Além do catecismo primitivo, há relatos sobre a Eucaristia feitos pelos chamados santos padres da Igreja, os primeiros grandes teólogos, como as Apologias de São Justino, escritas por volta do ano 150. Nesse texto, o Mártir descreve a celebração:
“Terminadas as orações, damos mutuamente o ósculo da paz. Apresenta-se, então, a quem preside aos irmãos, pão e um vaso de água e vinho, e ele, tomando-os, dá louvores e glória ao Pai do universo pelo nome de seu Filho e pelo Espírito Santo, e pronuncia uma longa ação de graças em razão dos dons que dele nos vêm”, destaca o Mártir, acrescentando: “Este alimento se chama entre nós Eucaristia, não sendo lícito participar dele senão ao que crê ser verdadeiro o que foi ensinado por nós e já se tiver lavado no banho (Batismo) da remissão dos pecados e da regeneração, professando o que Cristo nos ensinou”.
São Justino continua o relato, explicando que, uma vez dadas as graças e feita a aclamação pelo povo, os diáconos oferecem a cada um dos assistentes parte do pão, do vinho, da água, sobre os quais se disse a ação de graças, e levam-na aos ausentes. Nota-se aí o hábito de levar a comunhão àqueles que não podiam participar da celebração, como os enfermos e os muitos encarcerados.
Esse Santo também descreve a prática da oferta de dons durante a celebração, que eram partilhados com os mais necessitados da comunidade. “Os que têm, e querem, dão o que lhes parece, conforme sua livre determinação, sendo a coleta entregue ao presidente, que assim auxilia os órfãos e viúvas, os enfermos, os pobres, os encarcerados, os forasteiros, constituindo-se, numa palavra, o provedor de quantos se acham em necessidade”, escreve.
Oração Eucarística
Na obra “Tradição Apostólica”, Santo Hipólito de Roma descreve os costumes da Igreja no século II e mostra como a celebração dos santos mistérios evoluiu e permite identificar as raízes da oração eucarística feita atualmente.
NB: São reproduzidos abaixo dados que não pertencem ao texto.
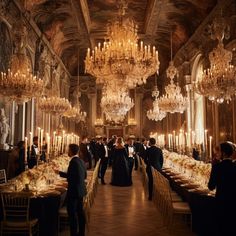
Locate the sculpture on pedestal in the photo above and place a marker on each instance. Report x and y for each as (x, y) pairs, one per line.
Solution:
(4, 130)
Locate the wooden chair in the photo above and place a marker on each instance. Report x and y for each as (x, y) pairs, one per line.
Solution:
(3, 178)
(16, 220)
(175, 208)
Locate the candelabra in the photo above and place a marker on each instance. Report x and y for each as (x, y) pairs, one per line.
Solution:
(18, 83)
(54, 105)
(155, 113)
(218, 83)
(116, 104)
(173, 101)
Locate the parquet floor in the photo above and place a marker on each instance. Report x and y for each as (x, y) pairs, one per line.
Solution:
(125, 211)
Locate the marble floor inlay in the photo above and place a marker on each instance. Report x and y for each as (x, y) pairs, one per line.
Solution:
(126, 211)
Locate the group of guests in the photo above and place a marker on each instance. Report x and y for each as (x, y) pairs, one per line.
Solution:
(223, 179)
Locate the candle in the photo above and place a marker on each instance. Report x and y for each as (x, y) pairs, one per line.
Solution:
(210, 147)
(205, 138)
(63, 140)
(54, 140)
(41, 141)
(31, 140)
(39, 133)
(26, 147)
(48, 145)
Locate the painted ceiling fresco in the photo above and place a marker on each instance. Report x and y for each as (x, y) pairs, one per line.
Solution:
(74, 25)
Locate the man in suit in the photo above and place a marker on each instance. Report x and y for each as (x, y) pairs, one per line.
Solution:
(131, 154)
(76, 174)
(32, 158)
(223, 179)
(84, 152)
(143, 148)
(153, 158)
(102, 153)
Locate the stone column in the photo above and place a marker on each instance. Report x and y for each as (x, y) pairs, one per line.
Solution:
(23, 122)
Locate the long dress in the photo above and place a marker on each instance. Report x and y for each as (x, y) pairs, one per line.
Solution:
(120, 168)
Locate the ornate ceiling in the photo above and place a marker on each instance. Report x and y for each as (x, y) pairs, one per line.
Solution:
(71, 26)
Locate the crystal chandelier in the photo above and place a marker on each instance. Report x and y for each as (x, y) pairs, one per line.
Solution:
(155, 113)
(18, 83)
(116, 104)
(120, 57)
(54, 105)
(173, 101)
(218, 83)
(80, 115)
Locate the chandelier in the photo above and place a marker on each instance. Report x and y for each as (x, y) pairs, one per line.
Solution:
(120, 57)
(155, 113)
(18, 83)
(54, 105)
(173, 100)
(116, 104)
(218, 83)
(80, 115)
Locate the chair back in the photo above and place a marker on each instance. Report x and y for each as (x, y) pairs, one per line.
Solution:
(3, 178)
(15, 206)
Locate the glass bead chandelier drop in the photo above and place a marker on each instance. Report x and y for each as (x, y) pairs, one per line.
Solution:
(115, 104)
(218, 83)
(121, 57)
(18, 83)
(173, 101)
(155, 113)
(54, 105)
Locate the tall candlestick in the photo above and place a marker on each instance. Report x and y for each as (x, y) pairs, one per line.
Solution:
(41, 139)
(205, 138)
(26, 148)
(31, 140)
(210, 147)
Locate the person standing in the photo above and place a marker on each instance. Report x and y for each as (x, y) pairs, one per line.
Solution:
(84, 152)
(223, 179)
(33, 155)
(76, 174)
(143, 149)
(102, 153)
(131, 154)
(120, 167)
(153, 158)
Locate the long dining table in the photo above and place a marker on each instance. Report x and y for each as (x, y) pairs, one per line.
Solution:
(202, 204)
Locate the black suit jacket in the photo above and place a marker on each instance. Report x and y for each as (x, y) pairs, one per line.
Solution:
(127, 149)
(223, 178)
(76, 174)
(154, 157)
(84, 153)
(100, 151)
(142, 151)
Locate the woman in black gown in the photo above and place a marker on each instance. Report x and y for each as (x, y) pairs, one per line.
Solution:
(120, 168)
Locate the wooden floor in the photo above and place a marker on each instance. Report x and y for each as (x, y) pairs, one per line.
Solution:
(125, 211)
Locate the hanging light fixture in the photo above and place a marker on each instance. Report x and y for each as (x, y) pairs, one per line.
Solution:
(173, 100)
(54, 105)
(120, 57)
(18, 83)
(155, 113)
(218, 83)
(115, 103)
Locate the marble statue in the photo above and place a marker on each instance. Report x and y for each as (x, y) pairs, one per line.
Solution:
(4, 130)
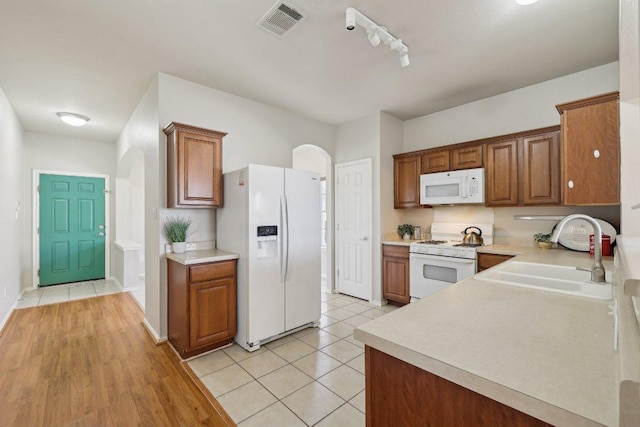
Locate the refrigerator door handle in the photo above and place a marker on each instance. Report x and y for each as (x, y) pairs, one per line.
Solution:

“Logo que se tenha tornado bispo, ofereçam-lhe todos o ósculo da paz, saudando-o por ter se tornado digno. Apresentem-lhe os diáconos a oblação e ele, impondo as mãos sobre ela, dando graças com todo o presbiterium, diga: ‘O Senhor esteja convosco’. Respondam todos: ‘E com o teu espíri- to’. ‘Corações ao alto! Já os oferecemos ao Senhor’. ‘Demos graças ao Senhor. É digno e justo’.”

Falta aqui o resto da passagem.